Befitting the couple’s long years of marriage and philanthropic efforts, there is a humane, warm quality apparent in many of the sculptures from the Lévys’ collection. Works such as Chadwick’s Sitting Couple or Moore’s charming Mother and Child: Crossed Feet seem to delight in love and togetherness. Generally modest in scale, these are all tactile, highly liveable objects perfectly suited to the couple’s relatively small apartments in both Manhattan and Lausanne. In fact, the Manhattan apartment was built around the collection, with architect Michael de Santis working from photographs and dimensions of artworks to design and fulfil the space. Mireille and James’ creation of homes based fundamentally around their art collection amply illustrates the couple’s emotional connection to the works, their enjoyment of them, and their respect for them as ground-breaking cultural artefacts.
Created around the same time, Seated Figure on Square Steps appears to be tied to the development of Moore’s monumental bronze, Draped Seated Woman, 1957-58, casts of which are now in important public collections including the Tate, London, and the Royal Museums of Fine Arts, Belgium. In both works the figure is posed in a strikingly similar manner: relaxed yet strong, propped up on its left arm, and with both legs leaning gently to one side. A maquette of the monumental work is posed in an identical manner, and retains the steps abandoned in the full-scale sculpture.
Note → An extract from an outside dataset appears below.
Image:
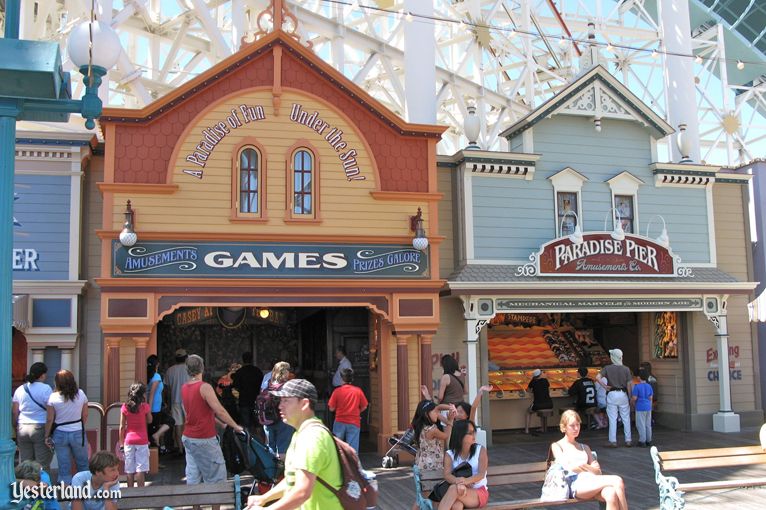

Although he eventually opted for a Reclining Figure carved in marble instead, Moore was developing all of these concepts, amongst numerous others, in response to a commission to produce a sculpture for the UNESCO headquarters in Paris. Whereas the present work lays the body bare and features characteristic hollowed out areas around the breasts, shoulders and torso, the monumental version is more clearly classical in feel, using drapery to express form and volume (a motif developed in the shelter drawings of 1940 and 1941 and subsequently reinforced by a visit to Greece in 1951). Even so, classical allusions remain; the asymmetrical pose recalls the pediment carvings of goddesses from the Parthenon, and the use of a stepped pedestal could also be an allusion to the architecture of a Greek temple (a motif that is also used in the UNESCO logo). Indeed, Moore’s sketchbook from the time elucidates the search for timeless forms and records that he wanted to ‘contrast primitive with Greek (late)’ (Henry Moore, quoted in S. Compton, Henry Moore, Catalogue of the Royal Academy Exhibiton, London, 1988, p. 243). The profusion of different variations of the present sculpture’s themes highlight Moore’s iterative, experimental approach as he worked to realise this vision.